Add json.ExtendedEncoder to the standard library for common types (datetime, UUID, Decimal, set)

Converting many standard values (date, time, bytes, complex numbers, UUIDs, etc.) to text and back from text is quite easy.

Creating a format serializable by JSON is quite easy too (just add a data type info to each converted value - example: "date:2026-06-03", BTW "int:42" solves the JSON key type limitation). What’s quite disappointing and surprising (at least for me) is that there is no real standard for that.

Given the history of TOML, there is a chance that a well thought out solution that suits not 80%, but 99+% becomes a wide-spread standard.

Note that JSON is not the only data format; serialization issues exist across all data formats. This means serialization is not specific to JSON. Each format has its own data types and constraints.

When data falls outside those constraints, it often indicates a mismatch between the data format and the use case, which can result in using the wrong format or misusing an existing one rather than a limitation unique to JSON. In such cases, the issue is typically not with the format itself, but with choosing an inappropriate representation for the data.

For example, using JSON to transmit binary data does not make much sense.

JSON numbers are quite literally decimal numbers. Representing them as strings because of “IEEE 754” is suspect.

If only json encoder unable to handle decimal · Issue #60739 · python/cpython · GitHub would be completed, then in conjunction with the parse_float argument to json.load, Decimal would be perfectly taken care of.
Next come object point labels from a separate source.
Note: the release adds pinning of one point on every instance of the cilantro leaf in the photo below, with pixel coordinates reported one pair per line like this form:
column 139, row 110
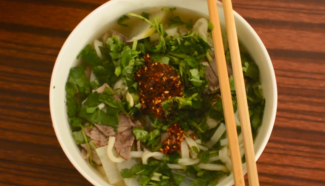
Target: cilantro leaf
column 140, row 134
column 89, row 55
column 75, row 123
column 195, row 78
column 78, row 79
column 92, row 100
column 204, row 156
column 107, row 98
column 122, row 19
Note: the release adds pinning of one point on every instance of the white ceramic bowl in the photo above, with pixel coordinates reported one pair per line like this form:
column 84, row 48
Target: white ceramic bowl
column 95, row 22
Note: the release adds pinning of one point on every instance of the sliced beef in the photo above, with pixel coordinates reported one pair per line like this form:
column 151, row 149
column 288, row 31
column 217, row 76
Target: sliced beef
column 124, row 136
column 85, row 154
column 96, row 136
column 106, row 130
column 101, row 89
column 124, row 142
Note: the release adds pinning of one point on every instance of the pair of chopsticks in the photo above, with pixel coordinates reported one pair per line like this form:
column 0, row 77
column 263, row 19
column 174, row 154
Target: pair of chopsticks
column 226, row 94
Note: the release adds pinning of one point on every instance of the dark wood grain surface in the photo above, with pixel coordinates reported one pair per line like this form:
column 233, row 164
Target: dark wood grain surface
column 33, row 31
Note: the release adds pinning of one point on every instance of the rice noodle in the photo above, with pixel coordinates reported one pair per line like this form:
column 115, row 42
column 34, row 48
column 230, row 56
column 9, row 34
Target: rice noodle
column 213, row 167
column 169, row 31
column 147, row 154
column 201, row 26
column 224, row 157
column 188, row 161
column 98, row 44
column 111, row 152
column 175, row 166
column 217, row 135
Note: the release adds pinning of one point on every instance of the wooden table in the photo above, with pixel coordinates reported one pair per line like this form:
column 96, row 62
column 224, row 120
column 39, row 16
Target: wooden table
column 33, row 31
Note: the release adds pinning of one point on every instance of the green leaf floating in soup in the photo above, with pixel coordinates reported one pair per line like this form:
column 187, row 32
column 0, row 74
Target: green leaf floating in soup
column 144, row 102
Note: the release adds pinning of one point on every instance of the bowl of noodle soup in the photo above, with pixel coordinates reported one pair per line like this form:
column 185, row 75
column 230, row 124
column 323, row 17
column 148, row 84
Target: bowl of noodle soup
column 97, row 23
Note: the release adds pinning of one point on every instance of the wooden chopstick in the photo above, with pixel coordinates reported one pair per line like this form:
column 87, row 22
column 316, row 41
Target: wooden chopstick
column 226, row 95
column 241, row 94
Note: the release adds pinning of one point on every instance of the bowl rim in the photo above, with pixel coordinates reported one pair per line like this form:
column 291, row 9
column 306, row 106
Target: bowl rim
column 103, row 6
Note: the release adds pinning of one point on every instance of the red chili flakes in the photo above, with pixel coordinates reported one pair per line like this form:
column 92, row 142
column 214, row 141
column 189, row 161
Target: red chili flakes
column 173, row 143
column 157, row 82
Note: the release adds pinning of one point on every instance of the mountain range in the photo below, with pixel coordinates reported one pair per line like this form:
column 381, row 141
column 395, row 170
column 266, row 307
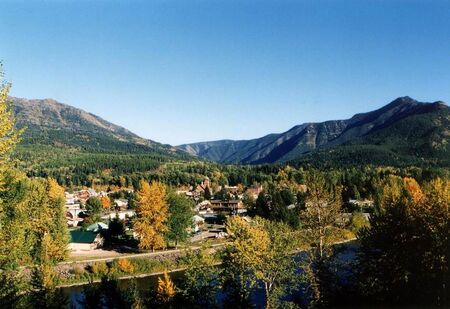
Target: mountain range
column 49, row 122
column 403, row 131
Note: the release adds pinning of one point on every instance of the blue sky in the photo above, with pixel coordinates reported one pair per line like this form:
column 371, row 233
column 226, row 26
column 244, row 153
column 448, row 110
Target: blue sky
column 188, row 71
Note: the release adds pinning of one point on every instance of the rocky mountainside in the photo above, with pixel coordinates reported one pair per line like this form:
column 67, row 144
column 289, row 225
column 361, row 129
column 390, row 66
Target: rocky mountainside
column 49, row 122
column 375, row 129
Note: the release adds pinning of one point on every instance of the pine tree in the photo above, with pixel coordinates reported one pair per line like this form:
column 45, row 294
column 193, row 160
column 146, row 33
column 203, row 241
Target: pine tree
column 58, row 228
column 152, row 211
column 9, row 135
Why isn’t it JSON? The OP is proposing an opinionated way to serialize some Python object to standard JSON, not to create JSON5++.
Anyway, PYON is cool. It remembers me Starcraft. We can build our own JSON, with blackjack and… lemonade.

I don’t get the point. I always used JSON in the body of an endpoint, never as URL param or path.
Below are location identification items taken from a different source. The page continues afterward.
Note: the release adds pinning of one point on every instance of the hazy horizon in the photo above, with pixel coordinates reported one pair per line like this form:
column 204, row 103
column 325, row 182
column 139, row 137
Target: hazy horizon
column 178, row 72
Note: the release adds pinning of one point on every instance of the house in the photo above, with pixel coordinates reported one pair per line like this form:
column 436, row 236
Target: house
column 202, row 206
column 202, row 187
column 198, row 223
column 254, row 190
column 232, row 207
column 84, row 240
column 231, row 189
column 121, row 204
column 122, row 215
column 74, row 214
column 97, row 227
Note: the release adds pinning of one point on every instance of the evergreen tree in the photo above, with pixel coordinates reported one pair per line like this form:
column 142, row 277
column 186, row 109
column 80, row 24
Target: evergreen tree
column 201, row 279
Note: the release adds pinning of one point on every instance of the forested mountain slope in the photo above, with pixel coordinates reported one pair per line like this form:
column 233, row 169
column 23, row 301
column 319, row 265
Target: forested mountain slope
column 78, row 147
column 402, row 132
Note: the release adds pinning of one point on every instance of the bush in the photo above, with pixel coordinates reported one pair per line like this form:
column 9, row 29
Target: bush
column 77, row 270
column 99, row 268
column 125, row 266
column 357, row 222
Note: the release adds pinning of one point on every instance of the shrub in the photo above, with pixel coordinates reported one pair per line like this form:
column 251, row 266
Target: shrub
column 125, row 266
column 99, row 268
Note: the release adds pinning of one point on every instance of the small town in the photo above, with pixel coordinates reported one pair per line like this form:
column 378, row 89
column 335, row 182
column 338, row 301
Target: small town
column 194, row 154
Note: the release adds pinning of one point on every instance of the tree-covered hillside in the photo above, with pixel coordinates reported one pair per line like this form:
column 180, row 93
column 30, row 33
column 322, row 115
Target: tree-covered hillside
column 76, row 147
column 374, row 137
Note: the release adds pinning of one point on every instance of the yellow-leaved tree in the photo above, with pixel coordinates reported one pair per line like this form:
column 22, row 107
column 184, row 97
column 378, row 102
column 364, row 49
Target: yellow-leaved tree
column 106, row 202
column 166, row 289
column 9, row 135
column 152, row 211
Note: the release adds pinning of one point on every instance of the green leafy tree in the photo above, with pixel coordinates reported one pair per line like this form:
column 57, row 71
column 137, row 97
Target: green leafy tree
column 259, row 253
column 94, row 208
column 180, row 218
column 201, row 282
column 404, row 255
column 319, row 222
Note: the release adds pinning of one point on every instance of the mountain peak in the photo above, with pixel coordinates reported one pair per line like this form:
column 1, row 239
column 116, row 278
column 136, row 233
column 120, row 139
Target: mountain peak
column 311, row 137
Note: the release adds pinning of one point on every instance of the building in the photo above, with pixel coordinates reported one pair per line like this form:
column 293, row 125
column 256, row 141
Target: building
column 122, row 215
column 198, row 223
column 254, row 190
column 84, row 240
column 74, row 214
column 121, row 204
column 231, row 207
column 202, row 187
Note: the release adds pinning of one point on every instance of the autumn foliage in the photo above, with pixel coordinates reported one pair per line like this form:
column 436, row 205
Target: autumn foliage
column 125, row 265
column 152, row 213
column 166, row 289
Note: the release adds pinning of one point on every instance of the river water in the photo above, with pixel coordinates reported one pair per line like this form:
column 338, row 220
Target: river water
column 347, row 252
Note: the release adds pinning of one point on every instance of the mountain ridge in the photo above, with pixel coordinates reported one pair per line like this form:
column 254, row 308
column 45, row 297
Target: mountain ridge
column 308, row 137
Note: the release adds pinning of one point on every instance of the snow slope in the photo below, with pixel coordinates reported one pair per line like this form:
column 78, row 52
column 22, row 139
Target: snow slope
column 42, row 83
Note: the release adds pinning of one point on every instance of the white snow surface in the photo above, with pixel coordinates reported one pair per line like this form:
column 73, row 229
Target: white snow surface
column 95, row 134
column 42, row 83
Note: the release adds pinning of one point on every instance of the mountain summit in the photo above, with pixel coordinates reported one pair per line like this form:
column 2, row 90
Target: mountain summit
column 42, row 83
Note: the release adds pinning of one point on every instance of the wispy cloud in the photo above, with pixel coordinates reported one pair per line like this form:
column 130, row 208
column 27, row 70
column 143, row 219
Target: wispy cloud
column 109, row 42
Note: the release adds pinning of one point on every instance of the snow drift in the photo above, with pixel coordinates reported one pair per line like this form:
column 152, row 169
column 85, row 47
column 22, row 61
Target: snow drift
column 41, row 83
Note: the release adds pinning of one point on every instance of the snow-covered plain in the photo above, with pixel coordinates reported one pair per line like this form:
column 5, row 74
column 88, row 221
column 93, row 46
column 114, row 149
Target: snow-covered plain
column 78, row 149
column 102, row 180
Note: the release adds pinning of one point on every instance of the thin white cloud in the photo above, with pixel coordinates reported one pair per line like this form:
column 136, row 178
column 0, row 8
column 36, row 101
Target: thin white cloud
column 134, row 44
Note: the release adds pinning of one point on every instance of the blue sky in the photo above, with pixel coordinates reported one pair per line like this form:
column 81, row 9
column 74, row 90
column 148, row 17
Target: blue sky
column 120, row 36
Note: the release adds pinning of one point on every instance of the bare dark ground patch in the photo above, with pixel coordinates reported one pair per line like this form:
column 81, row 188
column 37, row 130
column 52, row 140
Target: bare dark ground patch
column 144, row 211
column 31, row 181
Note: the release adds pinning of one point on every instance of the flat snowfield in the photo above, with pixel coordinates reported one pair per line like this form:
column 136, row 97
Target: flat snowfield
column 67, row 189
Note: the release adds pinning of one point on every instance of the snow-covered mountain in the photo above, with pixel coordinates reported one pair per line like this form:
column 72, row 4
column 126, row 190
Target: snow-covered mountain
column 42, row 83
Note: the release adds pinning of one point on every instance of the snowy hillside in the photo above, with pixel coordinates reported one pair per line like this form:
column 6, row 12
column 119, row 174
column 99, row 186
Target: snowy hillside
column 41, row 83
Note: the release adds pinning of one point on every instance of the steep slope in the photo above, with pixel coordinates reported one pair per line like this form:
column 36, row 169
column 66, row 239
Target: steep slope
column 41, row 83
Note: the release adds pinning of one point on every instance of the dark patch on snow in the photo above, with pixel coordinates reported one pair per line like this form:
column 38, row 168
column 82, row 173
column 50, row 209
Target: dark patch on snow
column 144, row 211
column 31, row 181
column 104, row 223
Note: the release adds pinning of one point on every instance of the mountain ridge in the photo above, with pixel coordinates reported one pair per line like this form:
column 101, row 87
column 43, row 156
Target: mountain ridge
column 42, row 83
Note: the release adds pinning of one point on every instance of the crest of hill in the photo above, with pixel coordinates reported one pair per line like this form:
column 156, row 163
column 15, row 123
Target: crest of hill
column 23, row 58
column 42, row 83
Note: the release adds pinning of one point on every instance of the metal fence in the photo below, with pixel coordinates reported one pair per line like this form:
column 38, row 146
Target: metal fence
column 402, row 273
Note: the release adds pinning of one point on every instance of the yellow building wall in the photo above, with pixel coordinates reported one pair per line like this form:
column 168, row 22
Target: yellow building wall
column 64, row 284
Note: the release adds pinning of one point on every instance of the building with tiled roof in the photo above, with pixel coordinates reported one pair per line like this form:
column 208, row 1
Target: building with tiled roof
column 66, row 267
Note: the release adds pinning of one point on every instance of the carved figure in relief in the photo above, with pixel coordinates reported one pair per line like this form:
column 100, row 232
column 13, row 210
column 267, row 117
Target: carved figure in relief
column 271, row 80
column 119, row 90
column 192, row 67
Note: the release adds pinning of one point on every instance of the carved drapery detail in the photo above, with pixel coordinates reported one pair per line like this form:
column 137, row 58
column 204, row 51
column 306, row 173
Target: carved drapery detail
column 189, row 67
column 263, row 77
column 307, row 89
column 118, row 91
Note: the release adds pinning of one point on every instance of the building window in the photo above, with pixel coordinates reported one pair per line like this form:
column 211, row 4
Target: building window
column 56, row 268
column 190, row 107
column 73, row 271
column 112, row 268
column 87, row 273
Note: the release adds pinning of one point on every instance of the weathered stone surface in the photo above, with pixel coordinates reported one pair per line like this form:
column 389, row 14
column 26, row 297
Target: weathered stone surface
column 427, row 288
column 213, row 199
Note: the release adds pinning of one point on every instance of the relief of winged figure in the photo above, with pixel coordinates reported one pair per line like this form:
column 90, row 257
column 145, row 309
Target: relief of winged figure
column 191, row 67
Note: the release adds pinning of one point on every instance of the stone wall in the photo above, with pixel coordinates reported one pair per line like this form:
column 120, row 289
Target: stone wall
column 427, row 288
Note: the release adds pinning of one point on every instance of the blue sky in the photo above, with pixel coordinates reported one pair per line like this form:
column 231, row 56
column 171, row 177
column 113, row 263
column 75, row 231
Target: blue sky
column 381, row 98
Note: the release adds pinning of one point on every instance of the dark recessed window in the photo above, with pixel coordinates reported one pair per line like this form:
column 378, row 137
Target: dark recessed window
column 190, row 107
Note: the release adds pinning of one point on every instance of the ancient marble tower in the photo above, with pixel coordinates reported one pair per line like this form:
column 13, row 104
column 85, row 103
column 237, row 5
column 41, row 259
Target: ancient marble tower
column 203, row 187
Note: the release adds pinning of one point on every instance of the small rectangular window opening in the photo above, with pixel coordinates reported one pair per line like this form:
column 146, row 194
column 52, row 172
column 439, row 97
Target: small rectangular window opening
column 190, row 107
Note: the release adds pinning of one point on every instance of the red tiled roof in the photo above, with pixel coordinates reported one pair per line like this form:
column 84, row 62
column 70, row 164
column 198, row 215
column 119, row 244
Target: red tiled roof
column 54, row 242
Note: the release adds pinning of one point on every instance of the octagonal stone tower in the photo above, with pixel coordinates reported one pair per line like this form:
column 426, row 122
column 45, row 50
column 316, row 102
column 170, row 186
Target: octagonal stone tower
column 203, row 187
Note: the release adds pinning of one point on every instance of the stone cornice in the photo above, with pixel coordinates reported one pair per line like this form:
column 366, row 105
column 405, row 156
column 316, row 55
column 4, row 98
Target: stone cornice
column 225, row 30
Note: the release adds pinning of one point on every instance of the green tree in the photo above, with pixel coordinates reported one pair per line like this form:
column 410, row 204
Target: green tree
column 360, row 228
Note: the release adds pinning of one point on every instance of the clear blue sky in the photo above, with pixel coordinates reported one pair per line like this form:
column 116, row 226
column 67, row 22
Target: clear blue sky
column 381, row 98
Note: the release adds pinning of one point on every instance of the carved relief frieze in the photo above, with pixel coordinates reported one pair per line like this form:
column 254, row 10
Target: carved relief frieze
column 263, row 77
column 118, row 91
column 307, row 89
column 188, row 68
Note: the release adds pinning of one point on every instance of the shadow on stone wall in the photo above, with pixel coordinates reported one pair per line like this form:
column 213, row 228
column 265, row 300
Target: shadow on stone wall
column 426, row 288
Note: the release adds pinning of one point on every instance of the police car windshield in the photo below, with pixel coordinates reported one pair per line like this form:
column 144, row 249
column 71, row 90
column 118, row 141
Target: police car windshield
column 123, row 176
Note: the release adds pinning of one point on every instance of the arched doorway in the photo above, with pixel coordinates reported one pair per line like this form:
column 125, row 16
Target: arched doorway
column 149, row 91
Notice that the OP didn’t added bytes to the proposal. On the contrary, he also explained why he didn’t add it.

1 Like

My reasoning differs from that of the original poster and applies to any Python object that cannot be represented as text. JSON is not an appropriate format for transmitting data types that it does not support. Serialization is not an issue with the JSON format itself. The JSON library is already complete. This means that the concern of a JSON library is to support JSON data types in Python, not Python-specific data types or objects within JSON.

1 Like

ujson used to support datetime until it was eventually thrown out. No-one could agree on a datetime format[1]. It does still support Decimal but that was a mistake – again it’s contested whether it should serialise to a float or string[2].

Even that’s ambiguous. Should it reject surrogates like most UTF-8 conversions or allow them like other parts of JSON implementations usually do?


  1. Personally I consider UNIX timestamps to be the only sensible format for datetimes but I rarely meet someone who agrees ↩︎

  2. and everyone who does have an opinion is adamant that theirs is the only one that makes sense ↩︎

2 Likes

That’s not really a UTF-8 quirk but a Unicode quirk, one that works as intended. Surrogates are weird because they’re valid Unicode Codepoints but not valid Unicode Scalar Values. ie it’s perfectly fine to talk about U+D800, but not fine to try and encode it. Both Python and the Python json module seem to respect that.

Python lets you do chr(0xD800) or chr() of any surrogate codepoint value, but not encode it alone eg in UTF-8.

>>> chr(0xD800)
'\ud800'
>>> chr(0xD800).encode()
Traceback (most recent call last):
  File "<python-input-1>", line 1, in <module>
    chr(0xD800).encode()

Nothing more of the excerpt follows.